More often than not, I see the com company's grounds inside near the main panel so it seems logical for me to install them there in these cases.


----------



## pghelectrician (Jun 25, 2010)

jwjrw said:


> I can't say I have ever saw the cable and phone anywhere here but on the outside. IMO all you have to do is provide one. It does not have to be used.


 
Ok, thats my main concern. As long as I provide one to pass an inspection, thats all I am concerned about.


----------



## leland (Dec 28, 2007)

jwjrw said:


> :no::no:
> 
> 
> Well depending on your definition of service equipment I guess it could be inside.



Main panel with main breaker in the basement (typical for this area).
secured to a meter pan around here,frowned upon by the POCO.

(residential)


----------



## leland (Dec 28, 2007)

pghelectrician said:


> Ok, thats my main concern. As long as I provide one to pass an inspection, thats all I am concerned about.




:thumbsup: I provide it,don't care if 'they' use it.
I'm not running #6 any further than I need to.


----------



## pghelectrician (Jun 25, 2010)

leland, where do you install your IBT's, inside or out?


----------



## leland (Dec 28, 2007)

pghelectrician said:


> leland, where do you install your IBT's, inside or out?



Inside right next to the panel (main breaker).
If I have a MB meter,outside or at that equipment location.


----------



## jwjrw (Jan 14, 2010)

leland said:


> Main panel with main breaker in the basement (typical for this area).
> secured to a meter pan around here,frowned upon by the POCO.
> 
> (residential)



I originally thought it had to be External...what it really said was external to the equipment. My bad.


----------



## pghelectrician (Jun 25, 2010)

So what if there are existing grounds from the com companies, and they aren't long enough to all be terminated to the IBT? Is it out responsibility to extend their grounds?


----------



## jwjrw (Jan 14, 2010)

pghelectrician said:


> So what if there are existing grounds from the com companies, and they aren't long enough to all be terminated to the IBT? Is it out responsibility to extend their grounds?




Like I said in 2011 the almost rewrote that section. I posted it. Read the exceptions they now have. In 2008 IMO all you have to do is provide one.


----------



## pghelectrician (Jun 25, 2010)

jwjrw said:


> Exception: In existing buildings or structures where any of
> the intersystem bonding and grounding electrode conductors
> required by 770.100(B)(2), 800.100(B)(2), 810.21(F)(2),
> 820.100(B)(2), and 830.100(B)(2) exist, installation of the intersystem
> bonding termination is not required.


 
Is this what you mean? Does that mean if there are existing ground clamps, etc. from the com companies, an IBT does not have to be installed at all? Sorry if I'm reading into this too much.


----------



## jwjrw (Jan 14, 2010)

pghelectrician said:


> Is this what you mean? Does that mean if there are existing ground clamps, etc. from the com companies, an IBT does not have to be installed at all? Sorry if I'm reading into this too much.
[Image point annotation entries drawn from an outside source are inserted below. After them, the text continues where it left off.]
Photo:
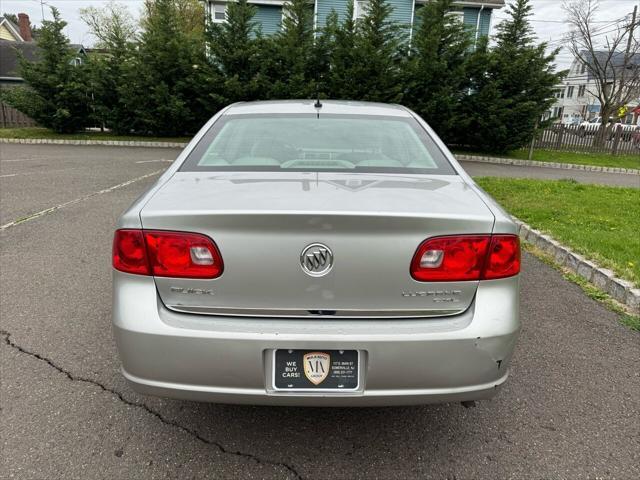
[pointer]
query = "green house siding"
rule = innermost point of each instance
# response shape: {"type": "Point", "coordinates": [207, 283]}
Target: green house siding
{"type": "Point", "coordinates": [471, 19]}
{"type": "Point", "coordinates": [269, 17]}
{"type": "Point", "coordinates": [401, 10]}
{"type": "Point", "coordinates": [401, 14]}
{"type": "Point", "coordinates": [324, 8]}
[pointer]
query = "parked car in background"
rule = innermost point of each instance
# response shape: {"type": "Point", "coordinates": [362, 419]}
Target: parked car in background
{"type": "Point", "coordinates": [590, 127]}
{"type": "Point", "coordinates": [331, 254]}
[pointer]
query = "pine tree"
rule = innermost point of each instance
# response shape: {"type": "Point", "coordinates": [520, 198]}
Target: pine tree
{"type": "Point", "coordinates": [512, 85]}
{"type": "Point", "coordinates": [172, 88]}
{"type": "Point", "coordinates": [114, 28]}
{"type": "Point", "coordinates": [57, 94]}
{"type": "Point", "coordinates": [436, 73]}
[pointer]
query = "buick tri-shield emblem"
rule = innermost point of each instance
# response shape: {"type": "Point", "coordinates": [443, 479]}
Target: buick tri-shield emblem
{"type": "Point", "coordinates": [316, 366]}
{"type": "Point", "coordinates": [316, 260]}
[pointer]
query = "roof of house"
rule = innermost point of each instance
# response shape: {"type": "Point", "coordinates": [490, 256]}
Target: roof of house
{"type": "Point", "coordinates": [9, 59]}
{"type": "Point", "coordinates": [12, 27]}
{"type": "Point", "coordinates": [616, 61]}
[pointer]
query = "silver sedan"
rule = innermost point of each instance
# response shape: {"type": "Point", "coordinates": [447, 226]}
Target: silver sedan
{"type": "Point", "coordinates": [316, 253]}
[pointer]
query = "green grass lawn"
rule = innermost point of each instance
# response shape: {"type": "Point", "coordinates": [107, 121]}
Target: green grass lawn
{"type": "Point", "coordinates": [601, 223]}
{"type": "Point", "coordinates": [39, 132]}
{"type": "Point", "coordinates": [599, 159]}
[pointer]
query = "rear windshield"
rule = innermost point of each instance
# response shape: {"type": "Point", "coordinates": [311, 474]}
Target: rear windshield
{"type": "Point", "coordinates": [317, 143]}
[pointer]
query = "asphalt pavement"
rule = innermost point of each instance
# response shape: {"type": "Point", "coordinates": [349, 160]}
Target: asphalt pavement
{"type": "Point", "coordinates": [570, 409]}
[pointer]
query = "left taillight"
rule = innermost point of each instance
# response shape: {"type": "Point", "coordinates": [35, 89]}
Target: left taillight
{"type": "Point", "coordinates": [466, 257]}
{"type": "Point", "coordinates": [166, 254]}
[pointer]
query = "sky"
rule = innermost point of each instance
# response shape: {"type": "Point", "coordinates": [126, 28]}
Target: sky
{"type": "Point", "coordinates": [547, 20]}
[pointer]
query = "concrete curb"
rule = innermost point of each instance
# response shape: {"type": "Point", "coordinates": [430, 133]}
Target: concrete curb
{"type": "Point", "coordinates": [111, 143]}
{"type": "Point", "coordinates": [602, 278]}
{"type": "Point", "coordinates": [531, 163]}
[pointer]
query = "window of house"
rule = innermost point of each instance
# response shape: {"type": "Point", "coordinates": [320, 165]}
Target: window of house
{"type": "Point", "coordinates": [360, 8]}
{"type": "Point", "coordinates": [218, 12]}
{"type": "Point", "coordinates": [457, 14]}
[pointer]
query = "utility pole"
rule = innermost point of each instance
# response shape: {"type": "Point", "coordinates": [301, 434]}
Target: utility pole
{"type": "Point", "coordinates": [631, 28]}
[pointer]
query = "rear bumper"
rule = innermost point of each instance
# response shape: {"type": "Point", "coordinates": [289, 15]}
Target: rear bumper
{"type": "Point", "coordinates": [229, 360]}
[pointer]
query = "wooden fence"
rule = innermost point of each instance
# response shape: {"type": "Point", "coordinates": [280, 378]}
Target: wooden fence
{"type": "Point", "coordinates": [617, 139]}
{"type": "Point", "coordinates": [12, 118]}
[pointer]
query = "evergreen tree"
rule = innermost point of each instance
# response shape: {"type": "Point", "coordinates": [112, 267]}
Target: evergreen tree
{"type": "Point", "coordinates": [367, 60]}
{"type": "Point", "coordinates": [436, 73]}
{"type": "Point", "coordinates": [234, 49]}
{"type": "Point", "coordinates": [512, 85]}
{"type": "Point", "coordinates": [56, 95]}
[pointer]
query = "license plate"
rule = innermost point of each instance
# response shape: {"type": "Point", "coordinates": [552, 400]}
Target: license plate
{"type": "Point", "coordinates": [316, 370]}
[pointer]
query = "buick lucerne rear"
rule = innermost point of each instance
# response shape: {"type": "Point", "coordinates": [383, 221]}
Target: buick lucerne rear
{"type": "Point", "coordinates": [306, 254]}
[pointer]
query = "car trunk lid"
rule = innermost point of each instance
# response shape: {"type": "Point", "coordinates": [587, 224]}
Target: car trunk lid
{"type": "Point", "coordinates": [371, 224]}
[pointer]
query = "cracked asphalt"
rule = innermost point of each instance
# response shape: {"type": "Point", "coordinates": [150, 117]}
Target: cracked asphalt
{"type": "Point", "coordinates": [571, 408]}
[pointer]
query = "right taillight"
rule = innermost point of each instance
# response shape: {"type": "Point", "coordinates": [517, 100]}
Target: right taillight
{"type": "Point", "coordinates": [466, 257]}
{"type": "Point", "coordinates": [166, 254]}
{"type": "Point", "coordinates": [503, 258]}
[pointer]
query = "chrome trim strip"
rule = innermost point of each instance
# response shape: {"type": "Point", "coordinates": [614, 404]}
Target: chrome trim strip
{"type": "Point", "coordinates": [301, 313]}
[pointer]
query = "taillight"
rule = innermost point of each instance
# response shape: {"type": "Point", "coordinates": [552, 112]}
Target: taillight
{"type": "Point", "coordinates": [503, 259]}
{"type": "Point", "coordinates": [166, 254]}
{"type": "Point", "coordinates": [129, 252]}
{"type": "Point", "coordinates": [466, 257]}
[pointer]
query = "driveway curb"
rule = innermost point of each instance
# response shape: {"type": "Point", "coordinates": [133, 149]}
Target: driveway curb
{"type": "Point", "coordinates": [531, 163]}
{"type": "Point", "coordinates": [602, 278]}
{"type": "Point", "coordinates": [110, 143]}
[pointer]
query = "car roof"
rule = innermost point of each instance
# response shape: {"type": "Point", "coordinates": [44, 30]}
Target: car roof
{"type": "Point", "coordinates": [331, 107]}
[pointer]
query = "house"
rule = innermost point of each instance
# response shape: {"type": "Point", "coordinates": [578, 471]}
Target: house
{"type": "Point", "coordinates": [474, 13]}
{"type": "Point", "coordinates": [17, 38]}
{"type": "Point", "coordinates": [576, 101]}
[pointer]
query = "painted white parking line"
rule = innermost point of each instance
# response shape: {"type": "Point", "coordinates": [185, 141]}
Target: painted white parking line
{"type": "Point", "coordinates": [46, 211]}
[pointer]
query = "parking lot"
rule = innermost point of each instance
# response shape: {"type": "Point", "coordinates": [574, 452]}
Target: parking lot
{"type": "Point", "coordinates": [570, 409]}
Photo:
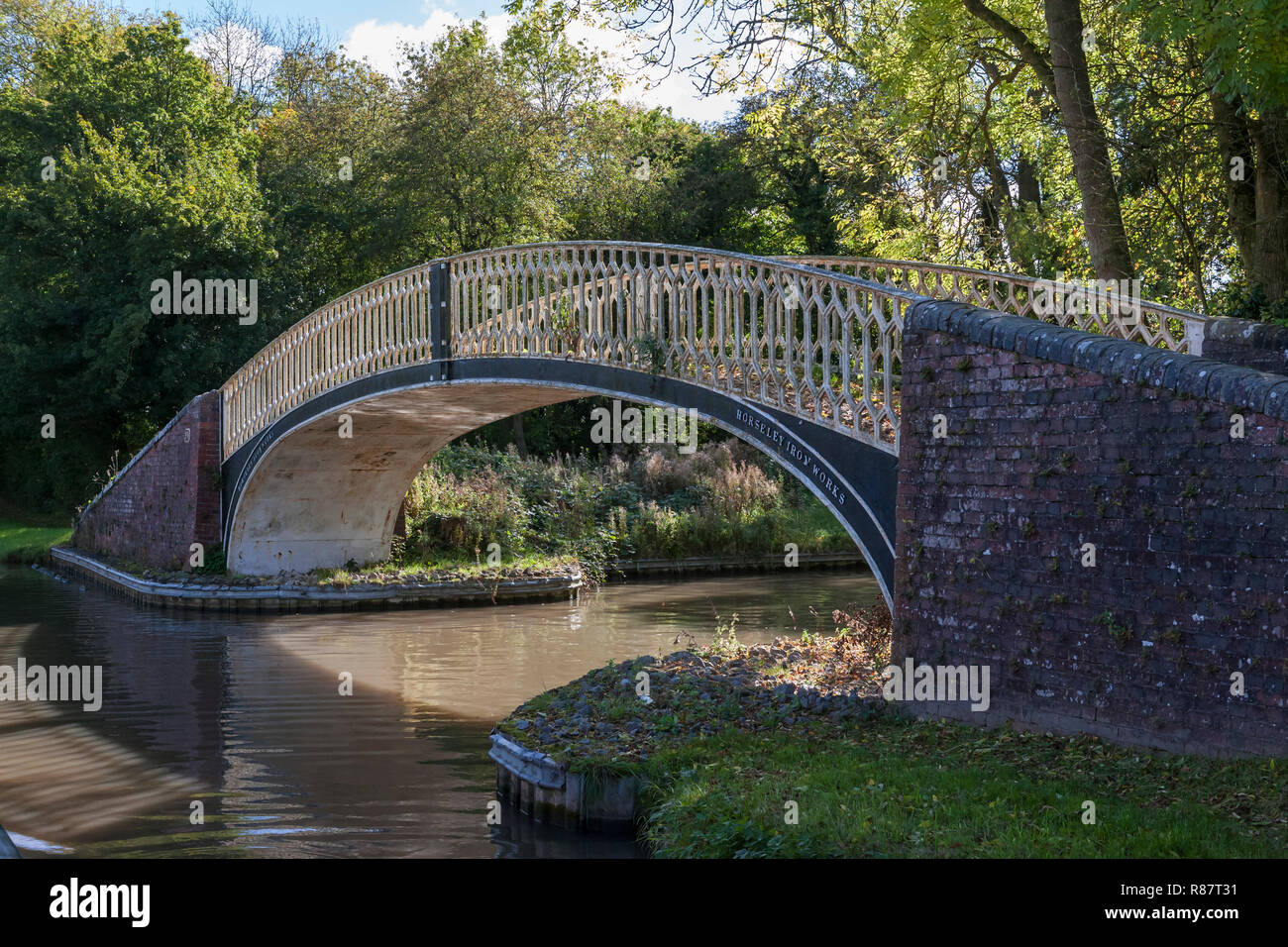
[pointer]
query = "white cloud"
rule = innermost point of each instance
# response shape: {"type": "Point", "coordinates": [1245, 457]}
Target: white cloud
{"type": "Point", "coordinates": [378, 43]}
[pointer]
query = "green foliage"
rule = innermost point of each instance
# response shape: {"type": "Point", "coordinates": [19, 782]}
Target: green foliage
{"type": "Point", "coordinates": [720, 500]}
{"type": "Point", "coordinates": [892, 788]}
{"type": "Point", "coordinates": [154, 172]}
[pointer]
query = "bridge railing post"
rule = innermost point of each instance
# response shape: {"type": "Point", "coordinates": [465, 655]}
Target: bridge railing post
{"type": "Point", "coordinates": [439, 313]}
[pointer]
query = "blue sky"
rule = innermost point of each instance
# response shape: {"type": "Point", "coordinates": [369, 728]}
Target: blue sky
{"type": "Point", "coordinates": [373, 30]}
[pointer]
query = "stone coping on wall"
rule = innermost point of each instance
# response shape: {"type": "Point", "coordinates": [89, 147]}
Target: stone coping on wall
{"type": "Point", "coordinates": [1261, 335]}
{"type": "Point", "coordinates": [297, 595]}
{"type": "Point", "coordinates": [1131, 363]}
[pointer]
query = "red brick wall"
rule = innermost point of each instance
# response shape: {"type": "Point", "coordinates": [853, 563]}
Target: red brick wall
{"type": "Point", "coordinates": [166, 499]}
{"type": "Point", "coordinates": [1057, 438]}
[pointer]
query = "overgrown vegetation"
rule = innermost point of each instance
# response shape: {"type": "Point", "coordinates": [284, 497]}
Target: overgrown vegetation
{"type": "Point", "coordinates": [724, 499]}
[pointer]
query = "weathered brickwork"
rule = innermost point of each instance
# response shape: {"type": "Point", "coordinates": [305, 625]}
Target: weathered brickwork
{"type": "Point", "coordinates": [1056, 438]}
{"type": "Point", "coordinates": [166, 499]}
{"type": "Point", "coordinates": [1250, 344]}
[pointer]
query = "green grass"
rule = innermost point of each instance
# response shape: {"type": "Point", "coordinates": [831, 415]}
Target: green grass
{"type": "Point", "coordinates": [24, 543]}
{"type": "Point", "coordinates": [896, 788]}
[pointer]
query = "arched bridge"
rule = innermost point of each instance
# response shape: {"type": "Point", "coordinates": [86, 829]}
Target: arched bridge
{"type": "Point", "coordinates": [799, 357]}
{"type": "Point", "coordinates": [312, 445]}
{"type": "Point", "coordinates": [1103, 522]}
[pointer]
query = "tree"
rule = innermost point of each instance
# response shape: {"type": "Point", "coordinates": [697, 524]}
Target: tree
{"type": "Point", "coordinates": [124, 161]}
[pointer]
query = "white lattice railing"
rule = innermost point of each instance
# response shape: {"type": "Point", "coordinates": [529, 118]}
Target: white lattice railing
{"type": "Point", "coordinates": [1112, 313]}
{"type": "Point", "coordinates": [818, 338]}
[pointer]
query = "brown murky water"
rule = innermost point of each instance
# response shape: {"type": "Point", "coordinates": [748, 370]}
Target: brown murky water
{"type": "Point", "coordinates": [244, 715]}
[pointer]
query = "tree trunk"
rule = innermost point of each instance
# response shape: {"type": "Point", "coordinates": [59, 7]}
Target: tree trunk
{"type": "Point", "coordinates": [1235, 142]}
{"type": "Point", "coordinates": [1107, 237]}
{"type": "Point", "coordinates": [1270, 260]}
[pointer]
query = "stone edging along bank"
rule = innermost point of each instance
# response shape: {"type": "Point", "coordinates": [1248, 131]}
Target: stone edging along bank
{"type": "Point", "coordinates": [544, 789]}
{"type": "Point", "coordinates": [297, 595]}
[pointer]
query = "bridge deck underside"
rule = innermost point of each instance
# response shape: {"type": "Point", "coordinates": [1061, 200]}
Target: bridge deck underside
{"type": "Point", "coordinates": [321, 500]}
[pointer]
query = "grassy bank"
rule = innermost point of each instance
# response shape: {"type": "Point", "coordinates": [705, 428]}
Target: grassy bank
{"type": "Point", "coordinates": [733, 735]}
{"type": "Point", "coordinates": [894, 788]}
{"type": "Point", "coordinates": [21, 543]}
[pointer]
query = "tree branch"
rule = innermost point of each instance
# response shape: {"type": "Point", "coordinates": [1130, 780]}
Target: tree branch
{"type": "Point", "coordinates": [1029, 52]}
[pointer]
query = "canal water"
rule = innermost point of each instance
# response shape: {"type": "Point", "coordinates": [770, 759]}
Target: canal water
{"type": "Point", "coordinates": [243, 714]}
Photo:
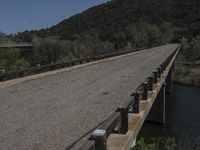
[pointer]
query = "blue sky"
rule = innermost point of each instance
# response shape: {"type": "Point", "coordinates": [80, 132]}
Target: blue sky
{"type": "Point", "coordinates": [20, 15]}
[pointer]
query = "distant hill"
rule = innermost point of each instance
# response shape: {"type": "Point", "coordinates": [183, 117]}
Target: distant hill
{"type": "Point", "coordinates": [115, 15]}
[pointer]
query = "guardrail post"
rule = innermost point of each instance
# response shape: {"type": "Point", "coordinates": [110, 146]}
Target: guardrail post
{"type": "Point", "coordinates": [136, 104]}
{"type": "Point", "coordinates": [90, 145]}
{"type": "Point", "coordinates": [159, 72]}
{"type": "Point", "coordinates": [155, 76]}
{"type": "Point", "coordinates": [99, 136]}
{"type": "Point", "coordinates": [124, 120]}
{"type": "Point", "coordinates": [161, 69]}
{"type": "Point", "coordinates": [169, 82]}
{"type": "Point", "coordinates": [145, 91]}
{"type": "Point", "coordinates": [150, 83]}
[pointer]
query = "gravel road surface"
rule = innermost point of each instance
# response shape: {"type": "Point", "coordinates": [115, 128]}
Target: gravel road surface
{"type": "Point", "coordinates": [52, 112]}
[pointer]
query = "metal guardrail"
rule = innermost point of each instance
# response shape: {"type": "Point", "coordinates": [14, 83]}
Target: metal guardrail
{"type": "Point", "coordinates": [21, 72]}
{"type": "Point", "coordinates": [119, 119]}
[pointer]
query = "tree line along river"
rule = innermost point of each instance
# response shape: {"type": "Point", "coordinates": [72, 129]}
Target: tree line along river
{"type": "Point", "coordinates": [182, 117]}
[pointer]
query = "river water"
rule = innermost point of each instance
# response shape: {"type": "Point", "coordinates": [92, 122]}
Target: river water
{"type": "Point", "coordinates": [182, 117]}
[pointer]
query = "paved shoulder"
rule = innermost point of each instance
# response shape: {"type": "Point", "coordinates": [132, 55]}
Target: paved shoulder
{"type": "Point", "coordinates": [54, 111]}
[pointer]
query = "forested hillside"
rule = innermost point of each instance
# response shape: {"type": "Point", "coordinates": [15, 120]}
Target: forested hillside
{"type": "Point", "coordinates": [118, 25]}
{"type": "Point", "coordinates": [114, 17]}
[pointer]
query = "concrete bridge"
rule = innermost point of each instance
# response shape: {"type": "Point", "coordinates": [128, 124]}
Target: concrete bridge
{"type": "Point", "coordinates": [94, 106]}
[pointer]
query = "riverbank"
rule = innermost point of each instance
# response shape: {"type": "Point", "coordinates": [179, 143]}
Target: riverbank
{"type": "Point", "coordinates": [181, 130]}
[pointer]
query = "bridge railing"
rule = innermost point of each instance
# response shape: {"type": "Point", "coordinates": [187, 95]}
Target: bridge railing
{"type": "Point", "coordinates": [119, 120]}
{"type": "Point", "coordinates": [21, 72]}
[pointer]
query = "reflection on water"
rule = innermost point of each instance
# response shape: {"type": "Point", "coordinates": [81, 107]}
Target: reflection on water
{"type": "Point", "coordinates": [182, 116]}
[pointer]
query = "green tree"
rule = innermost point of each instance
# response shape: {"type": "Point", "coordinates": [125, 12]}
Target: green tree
{"type": "Point", "coordinates": [10, 59]}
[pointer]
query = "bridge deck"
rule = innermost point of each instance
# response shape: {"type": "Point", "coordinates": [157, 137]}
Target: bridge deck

I would think it does mean that.


----------



## leland (Dec 28, 2007)

That exception (IMO) means you don't have to add it.
Unless you do an upgrade,then you must install it.

In that case,have the HO call the respective providers to return and terminate their equipment ground.
I would not run their #10 to the panel location.


----------



## pghelectrician (Jun 25, 2010)

Ok that makes sense, I get it now.


----------



## pghelectrician (Jun 25, 2010)

Thanks again guys! I appreciate all of your help.


----------



## BIGRED (Jan 22, 2007)

I put them in and out


----------



## bruce6670 (Apr 27, 2010)

BIGRED said:


> I put them in and out


I thought the GEC had to be bare. Maybe that's for the phone and is connected to the GEC out of the picture.


----------



## MDShunk (Jan 7, 2007)

bruce6670 said:


> I thought the GEC had to be bare. Maybe that's for the phone and is connected to the GEC out of the picture.


Nope. I don't care to look it up, but I recall it saying something like, "...may be insulated or bare, stranded or solid...".


----------



## raider1 (Jan 22, 2007)

MDShunk said:


> Nope. I don't care to look it up, but I recall it saying something like, "...may be insulated or bare, stranded or solid...".


Correct, 250.62 is the reference.



> *
> 250.62 Grounding Electrode Conductor Material.​*​​​​The
> grounding electrode conductor shall be of copper, aluminum,
> or copper-clad aluminum. The material selected shall
> ...




Chris


----------



## MDShunk (Jan 7, 2007)

Damn. I don't really consider myself much of a code guy, but I nearly nailed the wording on that one. :blink:


----------



## donselec (May 7, 2011)

if you put it outside in the gr rod run you have to use #6. so #8 is out on a 100a service....so i put them inside cause i'm cheap....:laughing:


----------